Syrah, a bold and full-bodied red wine, complements the rich flavours of Kibbeh, a Lebanese dish of spiced ground meat and bulgur. The wine's dark fruit, peppery notes, and subtle smokiness enhance the savoury character of the dish.

1 cup fine bulgur wheat
500g lamb mince
1 large onion, finely minced
2 tablespoons chopped fresh mint leaves
2 tablespoons chopped fresh parsley
1 teaspoon ground allspice
1/2 teaspoon ground cinnamon
Salt and pepper to taste
Olive oil (for brushing)

Instructions

Wash the bulgur wheat in cold water and drain well. Leave it to soak in fresh water for about 30 minutes. After soaking, drain any excess water and squeeze the bulgur to remove any remaining liquid.

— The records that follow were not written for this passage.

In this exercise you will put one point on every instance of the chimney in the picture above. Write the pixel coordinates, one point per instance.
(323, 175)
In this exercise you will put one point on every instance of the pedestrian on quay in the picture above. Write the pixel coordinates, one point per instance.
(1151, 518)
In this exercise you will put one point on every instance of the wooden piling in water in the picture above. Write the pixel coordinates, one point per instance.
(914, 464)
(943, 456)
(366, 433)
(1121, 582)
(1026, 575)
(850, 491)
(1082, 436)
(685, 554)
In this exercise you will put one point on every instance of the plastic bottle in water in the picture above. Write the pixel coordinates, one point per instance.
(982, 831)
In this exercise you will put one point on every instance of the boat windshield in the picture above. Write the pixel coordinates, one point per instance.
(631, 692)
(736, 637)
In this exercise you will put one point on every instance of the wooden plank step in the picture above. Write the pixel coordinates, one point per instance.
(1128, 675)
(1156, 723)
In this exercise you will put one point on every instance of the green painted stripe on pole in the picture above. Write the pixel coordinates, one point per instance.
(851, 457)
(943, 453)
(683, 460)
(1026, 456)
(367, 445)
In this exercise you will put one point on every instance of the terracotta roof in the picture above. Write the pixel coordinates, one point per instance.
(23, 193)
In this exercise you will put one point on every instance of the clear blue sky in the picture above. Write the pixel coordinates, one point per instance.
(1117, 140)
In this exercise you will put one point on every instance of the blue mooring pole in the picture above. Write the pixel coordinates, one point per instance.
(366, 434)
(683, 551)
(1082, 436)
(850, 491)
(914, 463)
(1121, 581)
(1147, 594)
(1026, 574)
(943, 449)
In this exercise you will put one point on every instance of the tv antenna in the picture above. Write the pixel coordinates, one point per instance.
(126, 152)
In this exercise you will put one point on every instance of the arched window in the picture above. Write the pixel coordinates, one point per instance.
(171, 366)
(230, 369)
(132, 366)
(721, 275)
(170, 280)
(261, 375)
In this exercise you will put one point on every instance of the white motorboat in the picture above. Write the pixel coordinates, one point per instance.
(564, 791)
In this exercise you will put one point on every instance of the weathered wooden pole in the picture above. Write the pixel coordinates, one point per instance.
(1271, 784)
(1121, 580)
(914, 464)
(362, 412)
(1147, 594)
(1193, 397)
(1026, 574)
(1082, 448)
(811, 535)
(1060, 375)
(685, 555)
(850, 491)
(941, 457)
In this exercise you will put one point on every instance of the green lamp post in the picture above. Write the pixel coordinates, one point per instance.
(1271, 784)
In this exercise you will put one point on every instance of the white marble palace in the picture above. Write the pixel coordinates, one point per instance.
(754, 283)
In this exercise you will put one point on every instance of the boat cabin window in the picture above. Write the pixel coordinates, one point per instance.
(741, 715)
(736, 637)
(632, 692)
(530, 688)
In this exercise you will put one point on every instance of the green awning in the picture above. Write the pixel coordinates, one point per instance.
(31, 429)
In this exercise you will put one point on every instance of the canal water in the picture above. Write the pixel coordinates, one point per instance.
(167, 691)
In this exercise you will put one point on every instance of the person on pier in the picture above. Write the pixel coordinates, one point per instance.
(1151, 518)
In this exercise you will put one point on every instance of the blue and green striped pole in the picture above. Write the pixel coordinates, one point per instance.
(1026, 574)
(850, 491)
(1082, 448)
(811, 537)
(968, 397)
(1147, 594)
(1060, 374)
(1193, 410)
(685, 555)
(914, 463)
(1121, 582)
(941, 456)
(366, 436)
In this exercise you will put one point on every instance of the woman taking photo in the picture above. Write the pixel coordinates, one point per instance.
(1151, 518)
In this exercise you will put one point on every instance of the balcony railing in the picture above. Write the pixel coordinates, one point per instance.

In a large bowl, combine the soaked bulgur, ground meat, minced onion, chopped mint, chopped parsley, allspice, cinnamon, salt, and pepper. Mix everything together well until you have a smooth mixture. This is your kibbeh dough. Preheat your oven to 190 degrees. Grease a baking dish with olive oil. Take a small portion of the kibbeh dough (about a golf ball-sized amount) and shape it into an oval shape. Repeat this process with the remaining dough. Place the shaped kibbeh on the greased baking dish. Brush the tops of the kibbeh with a little olive oil.  Bake the kibbeh in the preheated oven for about 25-30 minutes or until they are cooked through and have a golden-brown colour. 

Serve the kibbeh with pita bread, fresh vegetables, and babaganoush.